Inhibition of host gene expression.

To evaluate the effect of the compounds on host protein synthesis, MDCK cells (5.0 × 10⁴ cells/well; 96-well plates; quadruplicates) were transiently transfected, using LPF2000, with 50 ng of a plasmid expressing Gluc under a polymerase II-dependent promoter (pCAGGS-Gluc). After 6 h, transfection medium was replaced with medium containing serial dilutions (3-fold dilutions, starting concentration of 50 μM) of the indicated compounds. At 24 hpt, Gluc expression levels were determined from tissue culture supernatants using the BioLux Gaussia luciferase assay kit (New England BioLabs) and a Lumicount luminometer (Packard) (65). The mean value and SD value were calculated using Microsoft Excel software.

Statistical analysis.

The unpaired Student’s t test was used to evaluate significant differences. Data of at least three independent experiments in quadruplicates are expressed as the mean ± standard deviation (SD), which were calculated using Microsoft Excel software.
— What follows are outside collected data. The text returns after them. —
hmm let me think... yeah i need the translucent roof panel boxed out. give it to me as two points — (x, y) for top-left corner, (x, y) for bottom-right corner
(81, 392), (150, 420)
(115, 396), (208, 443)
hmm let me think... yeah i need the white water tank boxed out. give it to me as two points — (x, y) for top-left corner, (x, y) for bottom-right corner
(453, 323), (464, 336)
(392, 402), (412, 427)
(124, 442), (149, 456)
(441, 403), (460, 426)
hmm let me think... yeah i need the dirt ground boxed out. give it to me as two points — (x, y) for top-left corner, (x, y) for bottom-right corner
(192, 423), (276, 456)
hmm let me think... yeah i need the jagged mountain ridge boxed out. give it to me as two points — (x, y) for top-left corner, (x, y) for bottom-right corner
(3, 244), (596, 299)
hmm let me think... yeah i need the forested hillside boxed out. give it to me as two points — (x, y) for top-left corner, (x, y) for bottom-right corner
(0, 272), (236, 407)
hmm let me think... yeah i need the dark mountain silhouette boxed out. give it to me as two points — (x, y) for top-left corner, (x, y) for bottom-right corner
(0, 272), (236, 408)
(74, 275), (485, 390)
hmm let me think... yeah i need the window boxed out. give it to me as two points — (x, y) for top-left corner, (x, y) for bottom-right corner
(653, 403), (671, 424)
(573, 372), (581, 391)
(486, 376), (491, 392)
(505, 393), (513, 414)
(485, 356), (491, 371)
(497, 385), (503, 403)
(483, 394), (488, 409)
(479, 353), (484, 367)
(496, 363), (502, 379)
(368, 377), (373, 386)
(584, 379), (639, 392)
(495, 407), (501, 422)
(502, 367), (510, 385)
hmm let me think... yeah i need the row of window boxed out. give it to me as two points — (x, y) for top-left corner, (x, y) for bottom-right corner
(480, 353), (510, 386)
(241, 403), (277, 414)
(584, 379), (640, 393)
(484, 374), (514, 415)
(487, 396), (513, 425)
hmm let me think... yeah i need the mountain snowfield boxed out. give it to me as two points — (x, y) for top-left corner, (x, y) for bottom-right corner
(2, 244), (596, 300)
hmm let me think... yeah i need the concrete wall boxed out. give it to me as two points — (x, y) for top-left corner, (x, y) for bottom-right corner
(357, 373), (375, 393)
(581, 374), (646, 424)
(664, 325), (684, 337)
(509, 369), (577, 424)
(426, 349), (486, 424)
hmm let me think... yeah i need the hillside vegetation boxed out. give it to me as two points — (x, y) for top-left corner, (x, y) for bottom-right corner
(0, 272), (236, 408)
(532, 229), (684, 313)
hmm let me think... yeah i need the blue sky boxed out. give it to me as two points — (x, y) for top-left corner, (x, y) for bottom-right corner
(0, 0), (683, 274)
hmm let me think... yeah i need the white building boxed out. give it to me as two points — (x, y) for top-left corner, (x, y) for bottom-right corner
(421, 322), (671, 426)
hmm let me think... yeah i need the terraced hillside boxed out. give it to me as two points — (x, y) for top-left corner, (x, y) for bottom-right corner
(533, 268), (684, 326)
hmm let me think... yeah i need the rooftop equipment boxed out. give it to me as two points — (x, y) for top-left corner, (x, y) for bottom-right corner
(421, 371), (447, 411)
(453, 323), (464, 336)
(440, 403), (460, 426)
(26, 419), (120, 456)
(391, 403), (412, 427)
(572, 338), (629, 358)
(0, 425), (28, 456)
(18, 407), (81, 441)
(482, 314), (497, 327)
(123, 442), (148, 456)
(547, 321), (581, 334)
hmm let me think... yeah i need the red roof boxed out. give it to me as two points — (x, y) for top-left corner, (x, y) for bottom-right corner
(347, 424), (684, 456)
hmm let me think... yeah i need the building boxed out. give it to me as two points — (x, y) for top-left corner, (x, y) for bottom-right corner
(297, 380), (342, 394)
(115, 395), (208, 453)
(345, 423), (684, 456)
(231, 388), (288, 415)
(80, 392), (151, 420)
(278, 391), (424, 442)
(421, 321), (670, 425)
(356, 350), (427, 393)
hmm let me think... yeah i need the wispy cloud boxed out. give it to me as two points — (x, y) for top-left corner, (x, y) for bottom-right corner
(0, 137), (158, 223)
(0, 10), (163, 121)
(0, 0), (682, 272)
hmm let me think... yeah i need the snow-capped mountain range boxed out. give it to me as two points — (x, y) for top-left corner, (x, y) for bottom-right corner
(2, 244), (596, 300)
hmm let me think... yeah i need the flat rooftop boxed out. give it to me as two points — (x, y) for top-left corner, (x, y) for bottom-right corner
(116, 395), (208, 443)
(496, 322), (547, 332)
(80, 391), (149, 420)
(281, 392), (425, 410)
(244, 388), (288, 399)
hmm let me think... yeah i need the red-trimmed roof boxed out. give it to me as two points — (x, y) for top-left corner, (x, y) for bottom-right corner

Values were considered statistically significant when P < 0.05 (*), P < 0.01 (***), or P < 0.001 (***), or were not significant (n.s.). All data were analyzed using Prism software version 8.0 (GraphPad Software, CA, USA). CC₅₀ and EC₅₀ were drawn using sigmoidal dose response curves (GraphPad Software), and the selective index (SI) of each compound was evaluated by dividing the CC₅₀ by the EC₅₀.